Automatically assessing conversations with Alexa
Model for estimating customer satisfaction with interactions that span multiple domains improves on predecessors by 27%.
Dialogue models, like all deployed AI models, require regular evaluation to ensure that they’re meeting customers’ needs. But evaluating a conversational interaction is a challenge; historically, it’s required human judgment, which makes evaluation slow and costly.
Last week, at the Conference on Empirical Methods in Natural Language Processing (EMNLP), we presented a new neural-network-based model that attempts to estimate how customers would rate their satisfaction with dialogue interactions.
In tests involving three different groups of users across 28 domains (such as music, weather, and movie and restaurant booking), our model estimated customer satisfaction 27% more accurately than a prior neural-network-based model.
The new model was also 7% more accurate than an earlier model from our group. The earlier model took advantage of features specific to Alexa’s previous dialogue manager. The new model does not, which means that it should generalize to new dialogue managers (such as Alexa Conversations) or alternative approaches to dialogue management.
The intuitive way to train a dialogue assessment model is with sample dialogues labeled according to how satisfying they are.
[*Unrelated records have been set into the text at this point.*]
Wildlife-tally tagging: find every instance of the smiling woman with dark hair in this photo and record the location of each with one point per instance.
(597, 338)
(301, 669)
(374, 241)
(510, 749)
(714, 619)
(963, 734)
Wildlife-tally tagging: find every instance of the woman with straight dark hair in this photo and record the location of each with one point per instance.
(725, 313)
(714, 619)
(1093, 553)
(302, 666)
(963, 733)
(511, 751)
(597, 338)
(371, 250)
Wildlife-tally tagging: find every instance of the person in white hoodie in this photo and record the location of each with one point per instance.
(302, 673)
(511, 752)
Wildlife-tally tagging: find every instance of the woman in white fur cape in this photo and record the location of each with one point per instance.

This has proved challenging, however: people frequently disagree in their overall assessments of the same interaction, and customer evaluations are noisy.
Instead, researchers typically use training data in which each dialogue turn is rated individually; there tends to be more agreement on turn-by-turn assessments. This is the approach we took in our previous work.
In our new work, however, we train a model jointly on turn-by-turn data and overall user assessments. We use an attention mechanism to weight the contributions of the turn-by-turn scores to the final score. Those weights are learned from the data and can generalize across multiple skills and tasks.
A more-general model
In our previous work — which we presented last year in two papers (paper 1 | paper 2) — we identified 48 distinct features of the input data that a dialogue model should use to predict customer satisfaction. Some of those features were general, such as the speech recognizer’s confidence in its transcription of the input utterance. Other features, however, referred to specific dialogue acts — such as affirmation, negation, interrogation, or termination — tracked by an earlier version of Alexa’s dialogue manager.
In the new work, we keep only 12 of the most general features from the original set of 48, and we add five new ones, based on the Universal Sentence Encoder (USE). USE is a model for embedding input texts, or representing them as points in a multidimensional space, such that points representing related texts cluster together. Our new input features include the USE embeddings of customer and system utterances and measures of the similarities between them.
This feature set is much more general than the one we used in our earlier work, so it applies to a range of dialogue managers and domains. Yet a model trained using that feature set outperformed our earlier model — even when the test data included the specific dialogue acts on which the earlier model was trained.
In our paper, we first consider a model that predicts turn-by-turn ratings using a long-short-term-memory (LSTM) network. LSTMs process sequential inputs in order, so that the output corresponding to each input factors in both the inputs and outputs that preceded it.
Then we present an iteration of the model that replaces the LSTM with a bi-directional LSTM (bi-LSTM), an LSTM that processes the same data both forward and backward. The bi-LSTM jointly predicts the turn-by-turn ratings and the overall dialogue rating.
The outputs of the bi-LSTM pass through the attention layer, which accords some dialogue turns greater weight than others, before passing to the final layers of the network, which perform the classification. The loss function used to evaluate the model during training is a weighted combination of turn-level ratings and the overall dialogue rating.
In ongoing work, we plan to expand the model to factor in the preferences of individual users.